The occultation of HIP 107302 by Jupiter^⋆

¹ Armagh Observatory, College Hill, Armagh, BT61 9DG UK
e-mail: aac@arm.ac.uk
² International Occultation Timing Association – European Section  
³ Institut de Ciències de l’ Espai (IEEC – CSIC), Spain
⁴ Agrupació Astronòmica de Sabadell, 08200 Barcelona, Spain
⁵ Instituto de Astrofísica de Canarias, 38205 La Laguna ( Tenerife), Spain
⁶ Universidade Federal do Rio de Janeiro, Observatorio do Valongo, Ladeira Pedro Antonio 43, 20080-090 Rio de Janeiro, Brazil
⁷ IMCCE/Observatorie de Paris, 77 Avenue Denfert Rochereau, 75014 Paris, France
⁸ Observatorio Nacional/MCT, R. General Jose Cristino 77, 20921-400 Rio de Janeiro, Brazil
⁹ Observatoire de Paris/LESIA, bâtiment 10, 92195 Meudon Cedex, France
¹⁰ IAS Observatory, 9000 Hakos, Namibia
¹¹ Astronomical Union of Sparta, 23100 Sparta, Greece
¹² Ellinogermaniki Agogi Observatory, Dimitrios Panegeas Str., 153 51 Pallini, Greece
¹³ Department of Astrophysics, Astronomy and Mechanics, University of Athens, Panepistimiopolis, 157 84 Zografos, Athens, Greece

Received: 1 May 2013
Accepted: 21 June 2013

Abstract

Aims. Occultations of bright stars by planets provide information on the state of their atmospheres. An occultation of the bright star 45 Capricornii (HIP 107302) by Jupiter occurred on the night of 3/4 August 2009.

Methods. The event was observed at multiple sites in Europe, Africa and South America and with instruments ranging in aperture from 0.4 m to 2.2 m. All observations, except one, were carried out in methane absorption bands centred at 0.89 μm and 2.2 μm to minimise the planetary contribution to the measured stellar flux. Following the application of special post-processing techniques, differential photometry was performed. Nearby bright satellites were used as reference sources.

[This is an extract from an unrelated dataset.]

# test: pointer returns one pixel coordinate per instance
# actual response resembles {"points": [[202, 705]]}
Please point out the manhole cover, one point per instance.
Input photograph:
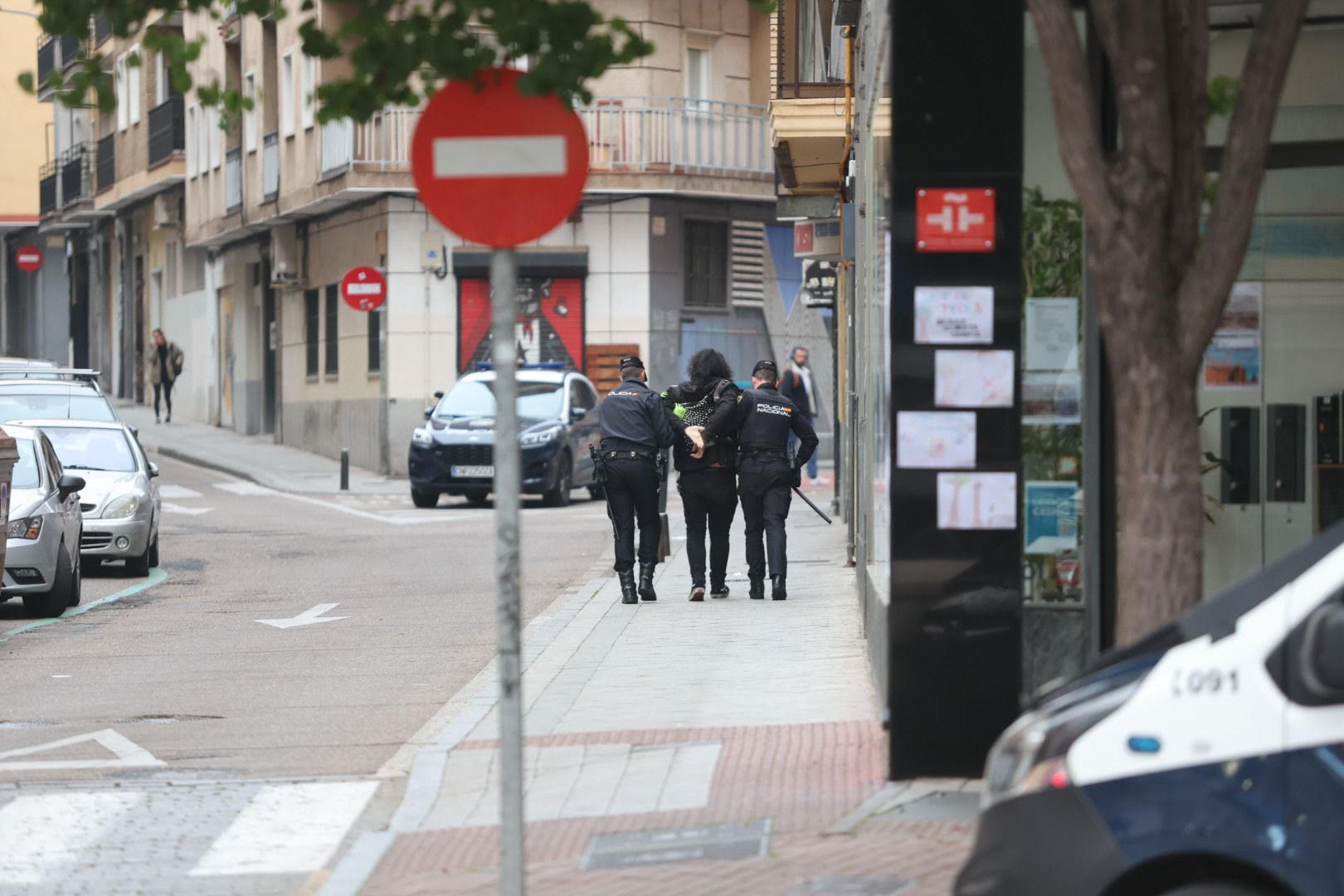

Results. Fifteen lightcurves were obtained. The photometric time series for fourteen of these were fitted to a model atmosphere of constant scale height (H). Estimates of H for most lightcurves lie within the range 20−30 km with an inverse-variance weighted mean of 23.6 ± 0.4 km, in good agreement with previous works. A comparison between half-light times at ingress and at egress implies an astrometric offset of 10−15 mas in Jupiter’s position relative to the star. Five lightcurves – two for ingress and three for egress – were numerically inverted into profiles of pressure versus temperature. Isothermal, mutually consistent behaviour is observed within the pressure range 3−10 μbar. The inferred temperature of 165 ± 5 K is consistent with, but slightly higher than, that measured by the Galileo Probe at 5° S latitude in 1995 at the same pressure level. Subtraction of isothermal models for nine cases show the presence of at least one, and possibly two, non-isothermal layers a few tens of km below the half-light datum. Their altitudes are similar to those of features previously reported during the occultation of HIP 9369 in 1999. Our temperature estimates are consistent with the expected small magnitude of the perturbation of the atmosphere following the impact event on Jupiter in July 2009.